Il presidente della Commissione Europea Josè Manuel Barroso ha rilanciato l’ipotesi di una introduzione degli eurobond. Un rilancio che appare produttivo di due conseguenze: la prima, è che gli eurobond potrebbero essere introdotti anche a costo di scavalcare le opposizioni della Germania; la seconda, è che le stesse obbligazioni dell’eurozona non vedranno la luce prima di qualche anno. Come abbiamo detto più e più volte, infatti, gli Eurobond sono un argomento che suscitano opinioni estremamente contrastate in ambito europeo e, per questo, la loro applicazione potrebbe richiedere ancora moltissimo tempo (sempre che le pressioni della germania non facciano desistere sull’argomento).
Sul perché delle considerazioni di cui sopra, ci sono invero ben pochi dubbi. Partiamo dall’ultima: il presidente della Commissione è stato piuttosto chiaro in merito, ricordando come l’eurozona abbia “un’unione monetaria, ma non abbia ancora gli strumenti di una piena unione dei bilanci pubblici”.
Insomma, in altri termini , “ci vorrà del tempo per arrivare a un’integrazione delle politiche fiscali”. Su quanto tempo ci voglia, nessuno sembra avere le idee poco chiare, ma sembra abbastanza scontato che l’integrazione di cui sopra non possa essere raggiunta prima di due anni. Pertanto, gli eurobond difficilmente verranno emessi prima del 2014 o del 2015.
Sul punto più spinoso, relativo alla contrapposizione interna tra un blocco di Stati membri favorevoli all’introduzione degli eurobond, e gli oppositori francesi e tedeschi dall’altra, lo scoglio sembra più arduo da superare.
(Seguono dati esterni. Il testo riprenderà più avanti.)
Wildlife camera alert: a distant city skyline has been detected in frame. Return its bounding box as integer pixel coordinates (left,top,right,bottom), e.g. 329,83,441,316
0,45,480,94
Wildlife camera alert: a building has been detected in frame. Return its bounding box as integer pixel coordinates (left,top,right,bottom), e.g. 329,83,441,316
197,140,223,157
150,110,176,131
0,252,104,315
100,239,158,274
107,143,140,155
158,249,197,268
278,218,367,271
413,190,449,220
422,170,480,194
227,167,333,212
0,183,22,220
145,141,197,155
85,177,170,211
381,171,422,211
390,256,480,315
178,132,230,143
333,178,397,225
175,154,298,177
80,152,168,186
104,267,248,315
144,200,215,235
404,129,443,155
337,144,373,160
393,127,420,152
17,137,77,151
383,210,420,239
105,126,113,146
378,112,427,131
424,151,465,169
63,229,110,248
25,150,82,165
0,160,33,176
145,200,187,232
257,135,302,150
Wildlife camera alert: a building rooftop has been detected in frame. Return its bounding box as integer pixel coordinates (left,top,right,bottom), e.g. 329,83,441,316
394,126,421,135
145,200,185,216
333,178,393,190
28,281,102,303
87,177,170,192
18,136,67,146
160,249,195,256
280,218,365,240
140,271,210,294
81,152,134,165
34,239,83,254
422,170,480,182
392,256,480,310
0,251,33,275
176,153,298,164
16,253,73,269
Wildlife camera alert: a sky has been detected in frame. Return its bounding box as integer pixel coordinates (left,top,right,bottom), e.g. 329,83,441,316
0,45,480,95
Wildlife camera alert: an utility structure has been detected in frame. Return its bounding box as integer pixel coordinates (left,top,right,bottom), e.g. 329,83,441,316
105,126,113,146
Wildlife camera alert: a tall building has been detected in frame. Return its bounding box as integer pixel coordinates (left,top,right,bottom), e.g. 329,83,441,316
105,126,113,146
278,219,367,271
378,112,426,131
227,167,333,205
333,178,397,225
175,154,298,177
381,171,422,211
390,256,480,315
Barroso ha lasciato intendere – pur senza dirlo troppo apertamente – che la proposta degli eurobond potrà essere condotta in maniera forzosa anche se Germania e Francia resteranno contrari, in virtù della loro posizione privilegiata.
Ad ogni modo, l’unico punto di condivisione Barroso lo ha ribadito in chiusura di commenti: “Gli eurobond non sono la panacea di tutti i mali” – ha dichiarato il Presidente – “ma sono una parte della soluzione”.